Albert liked Kircudbright. Apparently his illustrous namesake, Prince Albert, visited on a shooting trip once. 

The Dee inlet before Kircudbright

From Kicudbright it is South again, another inlet, this time the estuary of the river Cree, then north to the small town of Newton stewart before again heading back South along the peninsular that at it's southernmost tip lies the isle of whithorn.

This is wondrful coastal scenery and Whithorn itself is a highly picturesque harbour. However this also is one of the most historic sites for Scotland for this is where the 4th century missionary Ninian landed, bringing Christianity to Scotland. Nearby lies the cave where he sheltered and the earliest known chapel in Scotland. 

The small harbour of Whithorn

From Whithorn it is North agsin, following the East shore of Luce bay and finally to Glenluce at the head, Apart from views over to the mull of Galloway this is quite a plain road. 

Approaching Glenluce there are some highly attractive wooded sections that also have the bonus of obscuring the rather boring coastline.

From Glenluce it all changes. Woodland changes to open heath as the hammerhead of the Stranraer peninsular is reached and the road turns south along the west shore of Luce bay towards the Mull of Galloway. 

First views of the Mull of Galloway. Beautiful open heathland, green fields and sweeping coastline.

Heading towards the Mull of Galloway it is simply glorious. Quiet, peaceful, open, fresh. Then the Mull itself is reached. The headland marked by the tall imposing lighthouse. The mull itself is a protected area, controlled by that wonderful organisation the RSPB. The cliffs are breeding grounds for Guillemots, razor bills and the gorgeous kittiwake amongst others.

The mull of galloway lighthouse. Isle of man in the distance.

The rocks of Gallie craig, mull of Galloway. Officially these mark the southernmost tip of Scotland.

There is a serene peace about this area. The RSPB run a small exhibition by the lighthouse and strategically placed cameras offer live screenings and close-ups of the nesting birds. There is a circular walk, easy on the foot and fabulous to the eye that takes in different vantage points.

I could have stayed here all day just watching the birds, taking in the sea views, feeling that great sense of peace and isolation. A truly magic place to be, here, at the very Southernmost tip of Scotland.
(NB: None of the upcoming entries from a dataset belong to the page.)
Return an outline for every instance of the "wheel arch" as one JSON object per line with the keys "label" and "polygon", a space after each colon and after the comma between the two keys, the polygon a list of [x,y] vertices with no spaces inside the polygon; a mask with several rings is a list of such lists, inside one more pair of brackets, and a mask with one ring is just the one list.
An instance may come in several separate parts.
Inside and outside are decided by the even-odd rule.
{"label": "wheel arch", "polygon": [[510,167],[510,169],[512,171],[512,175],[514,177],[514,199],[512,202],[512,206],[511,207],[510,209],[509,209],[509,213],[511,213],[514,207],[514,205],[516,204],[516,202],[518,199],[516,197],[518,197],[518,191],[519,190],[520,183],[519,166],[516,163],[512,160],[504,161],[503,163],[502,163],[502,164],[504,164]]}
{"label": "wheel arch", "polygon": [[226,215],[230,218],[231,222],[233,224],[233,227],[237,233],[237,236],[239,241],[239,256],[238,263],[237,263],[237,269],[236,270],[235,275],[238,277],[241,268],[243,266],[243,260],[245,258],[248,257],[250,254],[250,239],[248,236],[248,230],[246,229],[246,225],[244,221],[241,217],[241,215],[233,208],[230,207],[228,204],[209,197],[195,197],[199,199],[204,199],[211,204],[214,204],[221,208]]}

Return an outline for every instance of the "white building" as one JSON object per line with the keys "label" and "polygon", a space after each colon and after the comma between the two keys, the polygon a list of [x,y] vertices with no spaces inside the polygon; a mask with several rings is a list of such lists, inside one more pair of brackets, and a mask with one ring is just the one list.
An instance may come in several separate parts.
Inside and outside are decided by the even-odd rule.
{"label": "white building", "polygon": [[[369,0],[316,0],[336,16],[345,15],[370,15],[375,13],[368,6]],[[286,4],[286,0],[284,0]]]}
However further adventures await. Time to say our goodbyes, to the staff of the RSPB centre, the people who were so friendly showing me the lighthouse, and less than friendly inviting me to climb the 149 steep steps to the top!
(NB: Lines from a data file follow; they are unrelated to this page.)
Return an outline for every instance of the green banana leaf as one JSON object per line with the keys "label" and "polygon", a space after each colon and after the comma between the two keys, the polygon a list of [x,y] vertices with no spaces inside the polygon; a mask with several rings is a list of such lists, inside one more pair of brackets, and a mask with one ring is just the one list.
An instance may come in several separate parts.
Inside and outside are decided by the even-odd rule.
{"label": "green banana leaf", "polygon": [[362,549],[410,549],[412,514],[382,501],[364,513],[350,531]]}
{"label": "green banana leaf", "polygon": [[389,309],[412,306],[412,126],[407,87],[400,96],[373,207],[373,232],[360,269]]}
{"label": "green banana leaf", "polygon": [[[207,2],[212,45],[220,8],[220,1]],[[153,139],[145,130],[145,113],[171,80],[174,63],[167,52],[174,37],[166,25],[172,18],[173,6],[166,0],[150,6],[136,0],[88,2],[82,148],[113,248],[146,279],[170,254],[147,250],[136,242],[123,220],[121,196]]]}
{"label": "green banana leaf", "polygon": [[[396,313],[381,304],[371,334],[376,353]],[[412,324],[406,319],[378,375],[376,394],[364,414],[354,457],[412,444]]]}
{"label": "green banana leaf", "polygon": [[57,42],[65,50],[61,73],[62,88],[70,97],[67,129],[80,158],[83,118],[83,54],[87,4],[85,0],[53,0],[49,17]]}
Especially though it was time to say goodbye to the birds, those nesting, those hatching, those still looking for a home, such as the newly arriving Kittiwakes, and those who, like me, are just visiting this very special place.

Kittiwakes, new arrivals looking to nest. Surely the prettiest of all gulls.

Ahead another twenty miles along the western shore of the Stranraer hammerhead, then north to the port of stranraer, the various ferry terminals and the start of the firth of clyde. A lovely end to a fascinating section.


Forward McAlbert! The Clyde and Kintyre await our presence!